Since June, Oaxaca’s civil strife has been well documented, at least in left-wing publications, with discussion of the movement, the very repressive response by the Ruiz regime including the use of paramilitary troops. The question is where to go from here. Despite the entry of the federal police and the imprisonment of various leaders, this is not a passing phase in history. Unfortunately with the pseudo election of Felipe Calderon, this president will only continue on the path of repression. Why? Even though it is clear that Ruiz should be removed from office, he is linked with the PAN. The battle in Oaxaca is mostly, a popular one, but based on various sources, it is also a political struggle. Some state that APPO is being in part funded by the political enemies of Ruiz, including the old guard of the PRI and the PRD (Revolutionary Democratic Party). This does not mean the solidarity movement should cease cooperation with APPO, it just gives a glimpse into the complexity of the political struggle.
In closing, here are some thoughts by an insider/outsider. Ulises Ruiz must go. APPO must be recognized as a political force, all prisoners must be released, and the federal government should begin negotiations with APPO to find a balance to municipal autonomy and state concerns. There needs to be a complete overhaul of the educational system and community-control of the tourism sector. On the flip side, APPO should have internal discussion with its most extreme factions to avoid a full out class war. Destroying the middle and working-class (many involved in tourism) will not be to APPO’s benefit. They are potential allies in the rebuilding of Oaxaca. Resolution is needed to bring Oaxaca back to a just normalcy not a “tense quiet.” Reconstruction can be done without destruction.

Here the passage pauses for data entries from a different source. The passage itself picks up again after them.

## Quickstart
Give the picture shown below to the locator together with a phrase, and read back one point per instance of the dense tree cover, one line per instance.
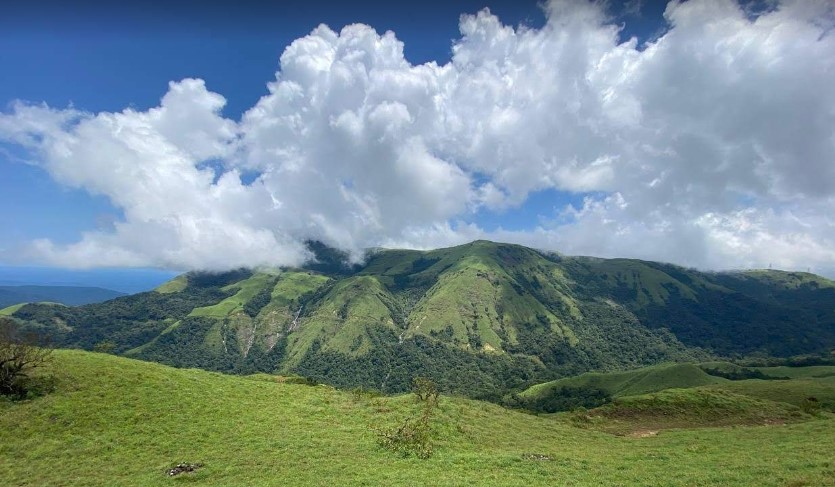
(564, 398)
(741, 373)
(21, 354)
(390, 367)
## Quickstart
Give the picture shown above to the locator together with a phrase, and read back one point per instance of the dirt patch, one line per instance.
(183, 468)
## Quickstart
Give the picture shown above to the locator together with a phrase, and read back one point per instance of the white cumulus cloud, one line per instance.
(712, 145)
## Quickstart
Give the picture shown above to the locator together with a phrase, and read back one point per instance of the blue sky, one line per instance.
(105, 57)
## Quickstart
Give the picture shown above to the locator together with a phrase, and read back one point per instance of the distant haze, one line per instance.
(122, 280)
(709, 145)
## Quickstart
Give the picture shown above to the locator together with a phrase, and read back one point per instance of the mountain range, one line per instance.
(480, 319)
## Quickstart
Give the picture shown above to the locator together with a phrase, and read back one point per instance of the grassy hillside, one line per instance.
(114, 421)
(632, 382)
(506, 315)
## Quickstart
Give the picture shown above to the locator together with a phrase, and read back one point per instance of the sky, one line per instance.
(200, 135)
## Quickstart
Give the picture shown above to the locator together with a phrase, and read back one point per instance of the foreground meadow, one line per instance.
(115, 421)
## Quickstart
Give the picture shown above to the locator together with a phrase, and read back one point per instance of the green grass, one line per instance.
(246, 290)
(10, 310)
(341, 320)
(631, 382)
(787, 391)
(683, 408)
(175, 285)
(292, 285)
(798, 372)
(114, 421)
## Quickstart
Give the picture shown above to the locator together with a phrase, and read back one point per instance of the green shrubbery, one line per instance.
(413, 435)
(20, 355)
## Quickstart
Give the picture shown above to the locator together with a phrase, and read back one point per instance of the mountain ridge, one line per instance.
(480, 318)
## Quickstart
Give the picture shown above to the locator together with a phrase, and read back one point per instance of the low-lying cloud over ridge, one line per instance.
(712, 146)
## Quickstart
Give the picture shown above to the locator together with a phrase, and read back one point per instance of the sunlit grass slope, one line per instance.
(114, 421)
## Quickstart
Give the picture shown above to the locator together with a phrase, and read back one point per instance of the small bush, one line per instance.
(20, 356)
(413, 436)
(425, 389)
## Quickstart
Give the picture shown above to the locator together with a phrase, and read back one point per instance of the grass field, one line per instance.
(114, 421)
(631, 382)
(246, 290)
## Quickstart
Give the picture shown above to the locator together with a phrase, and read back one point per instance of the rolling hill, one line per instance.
(116, 421)
(480, 319)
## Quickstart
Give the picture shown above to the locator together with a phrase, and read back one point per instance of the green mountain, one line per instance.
(480, 319)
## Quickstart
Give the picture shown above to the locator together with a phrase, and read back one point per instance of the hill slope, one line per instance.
(480, 319)
(115, 421)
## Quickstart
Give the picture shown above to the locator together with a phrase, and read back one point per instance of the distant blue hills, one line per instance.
(128, 281)
(69, 295)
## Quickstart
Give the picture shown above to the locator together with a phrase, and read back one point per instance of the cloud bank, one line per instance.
(712, 146)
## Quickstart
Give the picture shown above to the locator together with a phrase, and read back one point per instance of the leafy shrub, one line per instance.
(20, 355)
(425, 389)
(413, 435)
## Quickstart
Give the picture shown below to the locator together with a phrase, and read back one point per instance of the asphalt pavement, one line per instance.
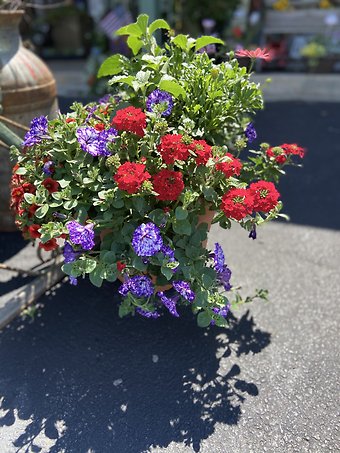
(78, 379)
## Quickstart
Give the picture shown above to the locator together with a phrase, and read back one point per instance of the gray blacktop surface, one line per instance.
(78, 379)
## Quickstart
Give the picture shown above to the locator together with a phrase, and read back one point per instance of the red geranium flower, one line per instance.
(51, 185)
(120, 266)
(29, 188)
(231, 167)
(237, 203)
(202, 150)
(263, 54)
(130, 119)
(33, 231)
(168, 184)
(49, 245)
(17, 194)
(265, 195)
(294, 149)
(130, 176)
(172, 148)
(32, 209)
(277, 153)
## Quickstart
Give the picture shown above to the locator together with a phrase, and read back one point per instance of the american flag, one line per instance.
(114, 20)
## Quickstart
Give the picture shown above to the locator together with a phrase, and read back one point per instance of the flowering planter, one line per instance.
(132, 186)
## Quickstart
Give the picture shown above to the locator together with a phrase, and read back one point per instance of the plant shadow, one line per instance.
(86, 380)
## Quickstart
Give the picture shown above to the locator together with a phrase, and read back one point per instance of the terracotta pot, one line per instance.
(28, 89)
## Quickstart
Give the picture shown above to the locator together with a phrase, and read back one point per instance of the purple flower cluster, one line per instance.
(218, 258)
(161, 98)
(147, 314)
(81, 235)
(139, 285)
(252, 234)
(169, 303)
(250, 132)
(95, 142)
(38, 131)
(222, 311)
(69, 253)
(147, 239)
(184, 289)
(73, 280)
(48, 167)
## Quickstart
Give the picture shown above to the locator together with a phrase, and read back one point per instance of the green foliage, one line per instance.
(212, 103)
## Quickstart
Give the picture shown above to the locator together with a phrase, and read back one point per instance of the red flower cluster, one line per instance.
(168, 184)
(130, 119)
(265, 195)
(172, 148)
(263, 54)
(202, 150)
(130, 176)
(49, 245)
(51, 185)
(237, 203)
(99, 127)
(281, 153)
(232, 167)
(33, 231)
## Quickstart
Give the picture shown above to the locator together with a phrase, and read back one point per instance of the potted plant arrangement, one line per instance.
(129, 186)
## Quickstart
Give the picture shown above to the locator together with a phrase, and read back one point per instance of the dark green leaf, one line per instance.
(95, 277)
(135, 44)
(142, 21)
(181, 213)
(111, 66)
(181, 41)
(159, 23)
(42, 211)
(131, 29)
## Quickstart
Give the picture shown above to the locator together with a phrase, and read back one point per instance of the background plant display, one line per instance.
(126, 186)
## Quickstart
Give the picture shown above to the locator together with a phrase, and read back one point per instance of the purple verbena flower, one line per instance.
(69, 253)
(58, 215)
(81, 235)
(169, 303)
(48, 167)
(147, 314)
(161, 98)
(184, 289)
(223, 278)
(147, 239)
(250, 132)
(105, 99)
(139, 285)
(89, 141)
(73, 280)
(168, 253)
(38, 131)
(218, 258)
(222, 311)
(252, 234)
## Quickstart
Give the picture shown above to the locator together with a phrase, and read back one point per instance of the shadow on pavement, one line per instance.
(93, 382)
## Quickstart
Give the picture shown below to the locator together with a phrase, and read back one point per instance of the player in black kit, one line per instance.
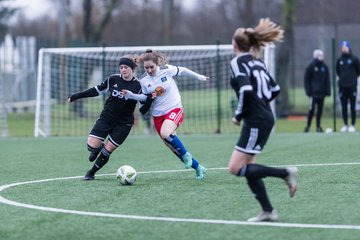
(117, 117)
(255, 88)
(348, 70)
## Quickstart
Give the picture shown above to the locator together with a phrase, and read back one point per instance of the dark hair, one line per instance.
(156, 57)
(253, 39)
(130, 61)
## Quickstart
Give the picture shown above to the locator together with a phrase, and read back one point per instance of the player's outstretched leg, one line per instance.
(199, 169)
(99, 163)
(292, 180)
(176, 144)
(94, 152)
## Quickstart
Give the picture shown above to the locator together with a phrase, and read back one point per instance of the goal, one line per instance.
(208, 105)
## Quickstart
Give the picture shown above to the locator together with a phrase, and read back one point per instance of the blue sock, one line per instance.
(195, 163)
(175, 142)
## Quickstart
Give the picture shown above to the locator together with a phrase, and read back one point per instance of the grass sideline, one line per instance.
(327, 195)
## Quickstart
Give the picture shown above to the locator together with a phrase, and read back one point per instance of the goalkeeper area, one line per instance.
(208, 105)
(43, 196)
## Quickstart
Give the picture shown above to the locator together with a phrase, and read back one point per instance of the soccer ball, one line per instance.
(126, 175)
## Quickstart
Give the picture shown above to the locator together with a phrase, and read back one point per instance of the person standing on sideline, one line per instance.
(348, 70)
(161, 94)
(255, 88)
(317, 86)
(117, 117)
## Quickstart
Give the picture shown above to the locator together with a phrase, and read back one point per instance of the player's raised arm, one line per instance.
(130, 95)
(91, 92)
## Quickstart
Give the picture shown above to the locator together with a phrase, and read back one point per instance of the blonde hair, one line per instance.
(252, 39)
(156, 57)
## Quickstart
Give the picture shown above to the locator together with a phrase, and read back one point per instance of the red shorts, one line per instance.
(176, 115)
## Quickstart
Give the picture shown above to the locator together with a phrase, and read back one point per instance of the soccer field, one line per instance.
(43, 196)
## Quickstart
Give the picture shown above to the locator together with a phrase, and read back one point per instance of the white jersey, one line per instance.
(170, 99)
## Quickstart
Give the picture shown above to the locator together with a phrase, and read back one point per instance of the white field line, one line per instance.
(173, 219)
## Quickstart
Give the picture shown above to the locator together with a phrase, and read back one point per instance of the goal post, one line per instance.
(208, 105)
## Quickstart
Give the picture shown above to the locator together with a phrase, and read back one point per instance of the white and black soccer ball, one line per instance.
(126, 175)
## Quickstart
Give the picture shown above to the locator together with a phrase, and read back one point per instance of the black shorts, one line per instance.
(253, 138)
(117, 133)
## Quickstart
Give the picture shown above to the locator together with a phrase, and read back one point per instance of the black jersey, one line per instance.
(348, 70)
(117, 108)
(254, 87)
(317, 79)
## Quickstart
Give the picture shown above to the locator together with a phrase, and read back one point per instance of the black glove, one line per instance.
(147, 104)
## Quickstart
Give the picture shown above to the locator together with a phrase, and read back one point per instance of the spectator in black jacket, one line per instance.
(348, 70)
(317, 86)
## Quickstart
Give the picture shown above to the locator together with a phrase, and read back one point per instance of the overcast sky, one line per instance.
(36, 8)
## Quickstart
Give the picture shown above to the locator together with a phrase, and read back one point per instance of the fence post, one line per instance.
(218, 90)
(334, 80)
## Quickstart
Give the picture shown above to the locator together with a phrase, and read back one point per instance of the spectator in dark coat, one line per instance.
(317, 87)
(348, 70)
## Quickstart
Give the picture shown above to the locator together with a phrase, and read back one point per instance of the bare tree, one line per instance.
(285, 60)
(5, 13)
(93, 32)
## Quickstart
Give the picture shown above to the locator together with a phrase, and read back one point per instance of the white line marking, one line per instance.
(173, 219)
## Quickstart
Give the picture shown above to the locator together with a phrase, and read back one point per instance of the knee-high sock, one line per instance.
(102, 159)
(258, 189)
(176, 143)
(92, 149)
(261, 171)
(195, 164)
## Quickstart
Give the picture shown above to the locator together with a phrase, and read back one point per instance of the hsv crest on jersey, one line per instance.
(159, 90)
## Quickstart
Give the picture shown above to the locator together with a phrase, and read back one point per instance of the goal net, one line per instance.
(208, 105)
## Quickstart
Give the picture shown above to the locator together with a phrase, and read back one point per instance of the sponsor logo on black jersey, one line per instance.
(116, 93)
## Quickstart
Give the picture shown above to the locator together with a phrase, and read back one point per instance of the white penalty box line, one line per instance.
(173, 219)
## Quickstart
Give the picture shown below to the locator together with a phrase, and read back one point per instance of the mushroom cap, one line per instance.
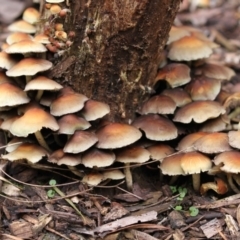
(98, 158)
(195, 162)
(7, 61)
(113, 174)
(172, 165)
(11, 95)
(230, 161)
(214, 125)
(234, 139)
(132, 154)
(41, 38)
(43, 83)
(17, 37)
(93, 179)
(33, 120)
(156, 127)
(187, 143)
(59, 157)
(178, 95)
(203, 88)
(213, 143)
(158, 104)
(177, 33)
(94, 110)
(80, 141)
(29, 151)
(159, 151)
(26, 46)
(176, 74)
(189, 48)
(69, 123)
(67, 102)
(198, 111)
(29, 67)
(215, 71)
(21, 26)
(117, 135)
(31, 15)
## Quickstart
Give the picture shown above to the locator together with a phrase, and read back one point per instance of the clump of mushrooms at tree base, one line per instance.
(54, 122)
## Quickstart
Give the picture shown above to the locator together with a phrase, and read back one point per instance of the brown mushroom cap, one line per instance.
(32, 121)
(11, 95)
(132, 155)
(234, 139)
(203, 88)
(17, 37)
(80, 141)
(31, 15)
(177, 33)
(156, 127)
(117, 135)
(98, 158)
(21, 26)
(26, 46)
(195, 162)
(94, 110)
(7, 61)
(215, 71)
(29, 151)
(189, 48)
(158, 104)
(187, 143)
(29, 67)
(213, 143)
(230, 161)
(67, 102)
(69, 123)
(178, 95)
(198, 111)
(59, 157)
(43, 83)
(176, 74)
(159, 151)
(172, 165)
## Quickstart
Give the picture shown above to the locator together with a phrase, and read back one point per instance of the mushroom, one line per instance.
(158, 104)
(117, 135)
(230, 162)
(156, 127)
(194, 163)
(31, 152)
(33, 120)
(198, 111)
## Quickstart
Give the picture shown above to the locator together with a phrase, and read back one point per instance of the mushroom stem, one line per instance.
(173, 180)
(231, 184)
(41, 140)
(196, 181)
(128, 176)
(39, 95)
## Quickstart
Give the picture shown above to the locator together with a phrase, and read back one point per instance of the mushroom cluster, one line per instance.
(53, 121)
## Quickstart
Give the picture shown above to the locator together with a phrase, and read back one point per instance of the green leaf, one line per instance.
(51, 193)
(52, 182)
(173, 189)
(178, 208)
(193, 211)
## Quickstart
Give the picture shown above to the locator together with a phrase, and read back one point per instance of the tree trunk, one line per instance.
(116, 50)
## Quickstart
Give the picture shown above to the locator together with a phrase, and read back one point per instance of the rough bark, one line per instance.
(116, 50)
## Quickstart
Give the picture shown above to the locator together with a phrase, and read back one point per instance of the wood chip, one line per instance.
(211, 228)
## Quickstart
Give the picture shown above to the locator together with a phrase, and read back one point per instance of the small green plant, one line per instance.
(193, 211)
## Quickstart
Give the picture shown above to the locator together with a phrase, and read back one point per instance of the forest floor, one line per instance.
(154, 209)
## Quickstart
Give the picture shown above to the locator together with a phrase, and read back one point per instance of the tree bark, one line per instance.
(116, 50)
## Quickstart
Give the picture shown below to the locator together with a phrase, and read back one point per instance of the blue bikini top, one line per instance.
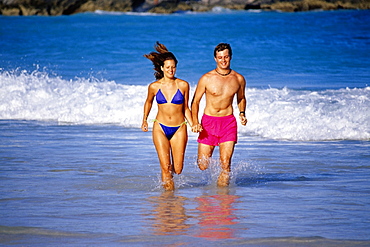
(177, 99)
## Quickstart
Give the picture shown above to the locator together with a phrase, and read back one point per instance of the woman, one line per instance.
(169, 129)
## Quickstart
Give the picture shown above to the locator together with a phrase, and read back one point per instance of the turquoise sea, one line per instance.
(76, 170)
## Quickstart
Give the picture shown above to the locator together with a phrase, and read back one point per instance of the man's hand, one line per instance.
(243, 119)
(196, 128)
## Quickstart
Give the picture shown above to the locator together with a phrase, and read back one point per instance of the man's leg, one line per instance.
(204, 154)
(226, 153)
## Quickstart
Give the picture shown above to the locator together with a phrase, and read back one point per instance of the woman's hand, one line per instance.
(196, 128)
(144, 126)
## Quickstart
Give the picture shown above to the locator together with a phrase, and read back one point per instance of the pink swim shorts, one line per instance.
(217, 130)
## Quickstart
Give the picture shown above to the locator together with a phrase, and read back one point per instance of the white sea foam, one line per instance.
(272, 113)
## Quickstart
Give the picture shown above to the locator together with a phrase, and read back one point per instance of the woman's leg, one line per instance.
(162, 145)
(178, 145)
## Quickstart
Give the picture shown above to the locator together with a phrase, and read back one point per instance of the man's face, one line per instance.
(223, 59)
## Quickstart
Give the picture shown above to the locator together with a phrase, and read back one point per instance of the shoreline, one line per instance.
(65, 7)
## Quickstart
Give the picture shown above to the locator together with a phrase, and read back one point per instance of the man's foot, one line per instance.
(169, 185)
(223, 179)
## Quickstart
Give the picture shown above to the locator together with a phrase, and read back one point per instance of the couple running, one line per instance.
(218, 126)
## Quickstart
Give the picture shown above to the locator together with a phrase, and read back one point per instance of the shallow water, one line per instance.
(99, 184)
(75, 168)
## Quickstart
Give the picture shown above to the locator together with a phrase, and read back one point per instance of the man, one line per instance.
(218, 126)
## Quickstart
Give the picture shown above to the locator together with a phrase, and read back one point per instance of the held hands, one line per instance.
(196, 128)
(243, 119)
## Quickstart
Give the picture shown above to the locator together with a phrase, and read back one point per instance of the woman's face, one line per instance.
(169, 69)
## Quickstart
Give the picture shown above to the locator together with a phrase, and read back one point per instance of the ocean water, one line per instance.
(76, 170)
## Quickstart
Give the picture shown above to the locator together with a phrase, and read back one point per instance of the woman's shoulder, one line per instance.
(182, 83)
(154, 85)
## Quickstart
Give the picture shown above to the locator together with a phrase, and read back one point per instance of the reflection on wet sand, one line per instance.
(217, 215)
(169, 214)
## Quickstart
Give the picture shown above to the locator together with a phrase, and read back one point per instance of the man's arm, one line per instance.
(242, 102)
(199, 91)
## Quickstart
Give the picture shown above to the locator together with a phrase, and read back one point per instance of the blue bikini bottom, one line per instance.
(169, 131)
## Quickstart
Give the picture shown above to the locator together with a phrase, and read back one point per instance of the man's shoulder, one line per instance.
(239, 76)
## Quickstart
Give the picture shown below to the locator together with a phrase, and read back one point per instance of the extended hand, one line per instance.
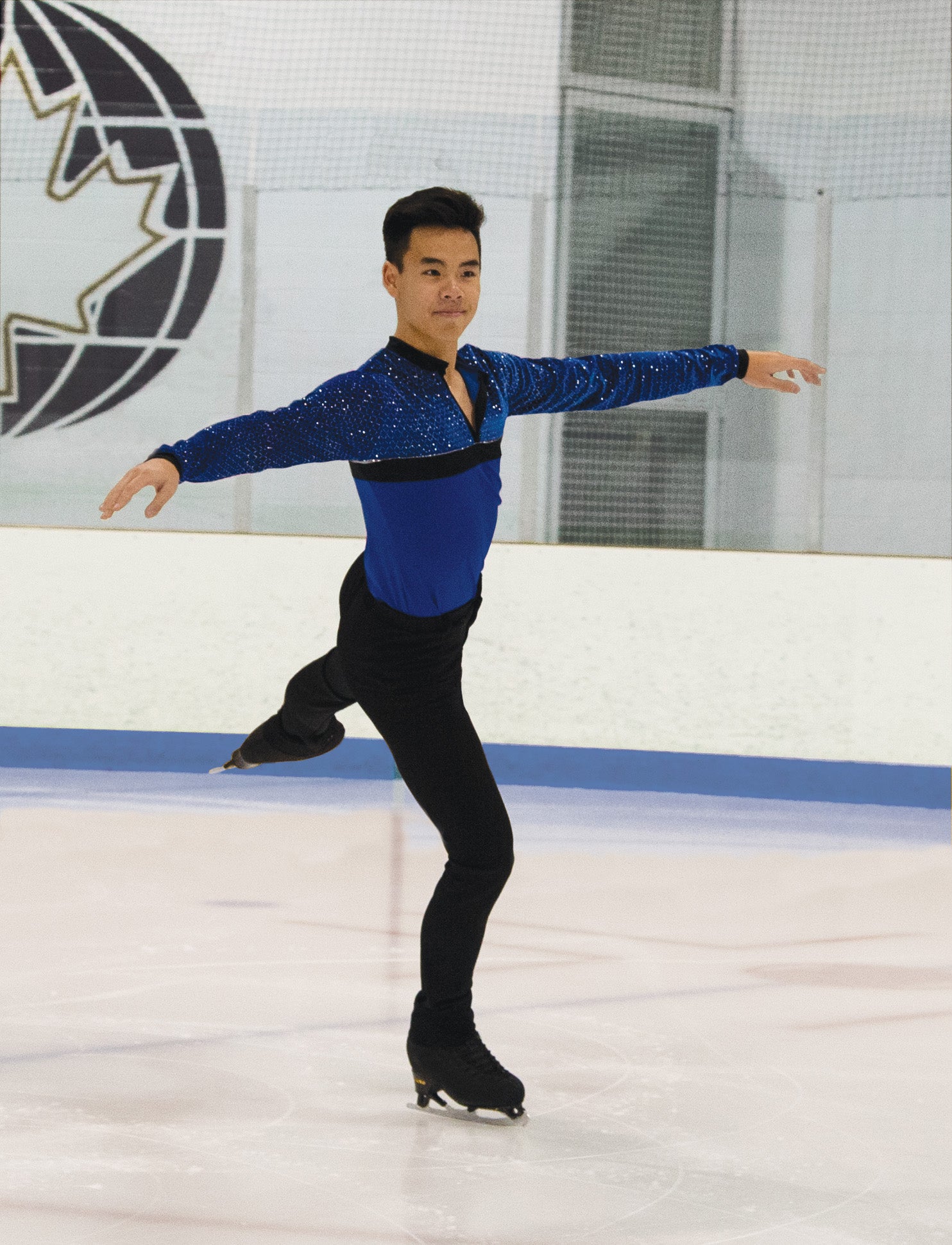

On another note to allies in the United States, I think it is important to locate yourself in this struggle via class, race, and nationality. It means protesting at the local Mexican consulate, but do not preach molotov cocktails in Oaxaca but have no problems ordering mocha lattes from Pete’s Coffee or don’t advocate the same measures against your own governments. The majority of Oaxacans, where ever they stand on this issue, abhor the violence.